Whisper of the Heart
I never knew John Legend's 2017 coup on cinematic music hadstarted as far back as 1995, and in a animated Japanese film at that. I haven't seen all of the incriminated films from the past year, but I'm going to go ahead and guess that none of them uses them quite as touchingly as Yoshifumi Kondô does here. Well, Kondô and Miyazaki, who did pen the script, which results in a film that looks and sounds like a Miyazaki film, and at times even feels like it... but doesn't quite get there for me. Which is to say that's it's still a lovely, warm film that has occasional moments of greatness (the scene in which our main character sings and is accompanied by her love interest on the violin and the old musicians join in) and is all-around very solid.
It's the first Ghibli film I find to have a problem found in many Pixar films, which is that it feels very constructed. It's saying all the right things, and delivering the best possible message to its target audience (young girls primarily here, but there's nothing that wouldn't apply to boys as well)... but you can see it doing that. The only flight of fancy it allows itself, aka the requisite flying scene in a Miyazaki film (I guess Mononoke doesn't really have one), doesn't quite work as a result: the whole film is so resolutely down to earth that it doesn't really work. It looks nice and all, but it's like the film's heart isn't in it. The lighter touches of magical realism do work very well, especially the first time Shizuku follows the cat and finds the antique store. It's lower-key Totoro, or maybe more accurately lower key Kiki (that's a lot of ki), which, as much as I love those two, is perhaps not the best idea in the world.

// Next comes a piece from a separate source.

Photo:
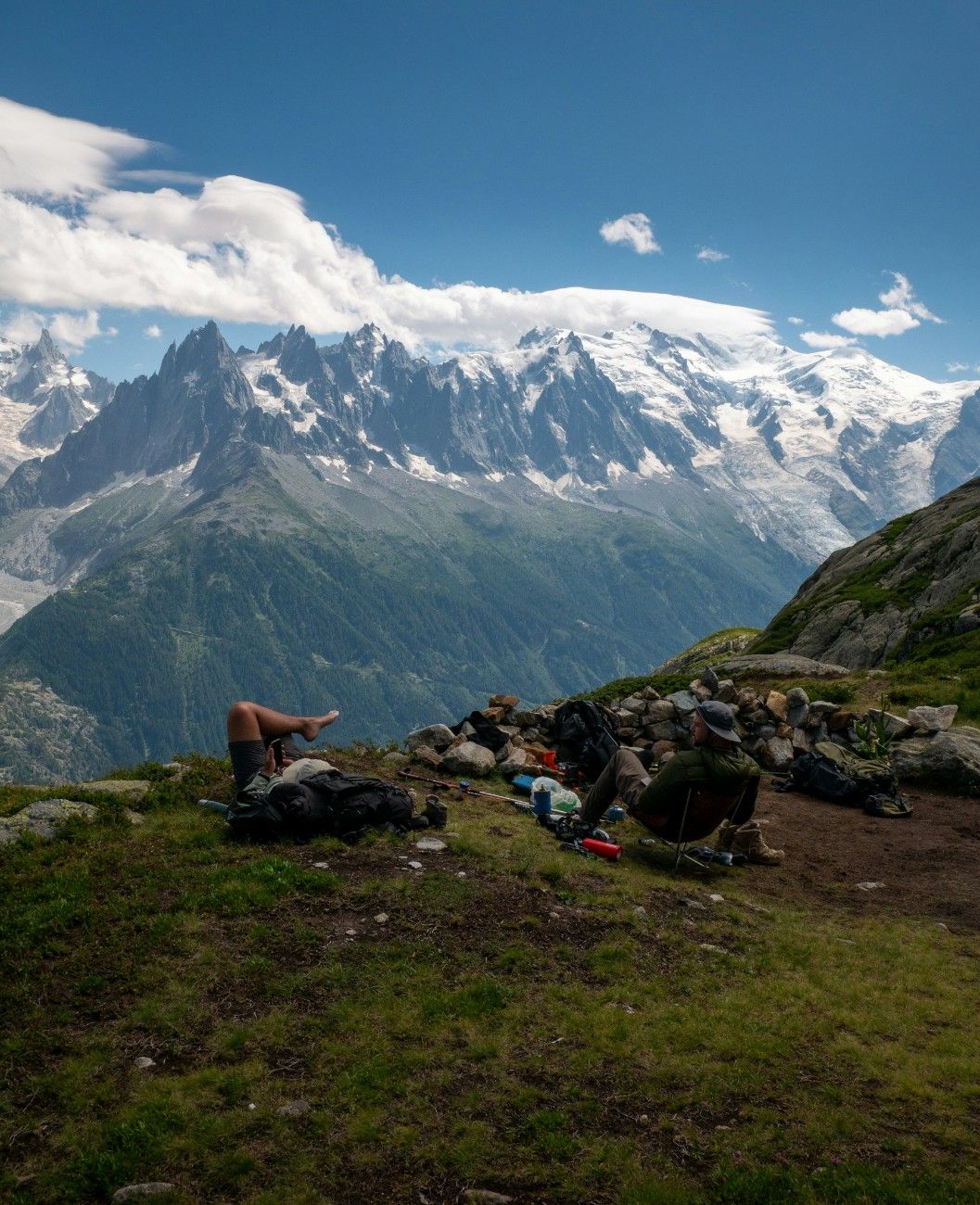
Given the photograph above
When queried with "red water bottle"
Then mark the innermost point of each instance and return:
(603, 848)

This is all starting to sounds as if I didn't like it, but let's face it: it's Ghibli. This isn't their greatest effort on any front, but it's still quite good, and it only looks slightly bad in comparison to their masterworks. Minor Ghibli it is, but it's still something I'd recommend to anyone who isn't averse to animation and/or coming of age narratives, and would actively recommend to people in its target demographic. But maybe the fact that it feels so distinctly targeted is what makes it limited in its reach.
Days of Being Wild
Spoiler alert : the reviews I listed above are all better than whatever follows is going to be. Just read those (especially sdedalus and pix).
Allegedly the first part of an informal trilogy composed of this, In the Mood for Love, and 2046. I haven't seen the latter (yet), but I suppose that means the title isn't referring to the year it takes place in then ? Shame, I was really hoping for some melancholy romance set in a dystopian Hong Kong there. As you surely know, this – being a Wong Kar Wai film – is not about the plot. I was pleasantly surprised with how little I found confusing about it, which I think means I'm finally getting on his wavelength (and some familiarity with people like Leslie/Maggie Cheung and Andy Lau helps too). No, it's about mood... he really ruined the pleasure in realizing that by having the word in the title of one of his most prominent films, but oh well.
What mood is that, exactly ? Well, if I could easily define it, there wouldn't be much of a point making films to portray it, now would there ? Actually, « Days of Being Wild » covers it relatively well, though « Days of Being Nonchalantly Wild » would be even more accurate. It's becoming obvious to me at this point that I have nothing to say about this film other than I really enjoyed watching it. I might have enjoyed a film about Tony Leung's character more than one about Leslie Cheung, but I suppose that's what Chungking Express is for. Cheung is quite good though, and gets away with a performance that's always teetering between mysteriously charming and … kind of rapey ? To the point that I half expected him to start murdering everyone else in the film at some point, but no it turns out that he's more hedonistic than, you know, homicidal. Which becomes the focus point of the film after a while, and I thought I might have lost the film at that point since I liked his girlfriends a lot more than him, but the finale made me reconsider his character and appreciate him more.
But the bottom line is this : I got lost in the film, its cinematography, its music, its... mood. It's hard to define what makes that work, but it does.
Verdict: I really wanted to be the first one to send a film to the Sweet Sixteen, but what can I say, I liked Days of Being Wild better, so we'll have to get a third verdict here. Sorry for making this bracket even tougher to complete than it already is.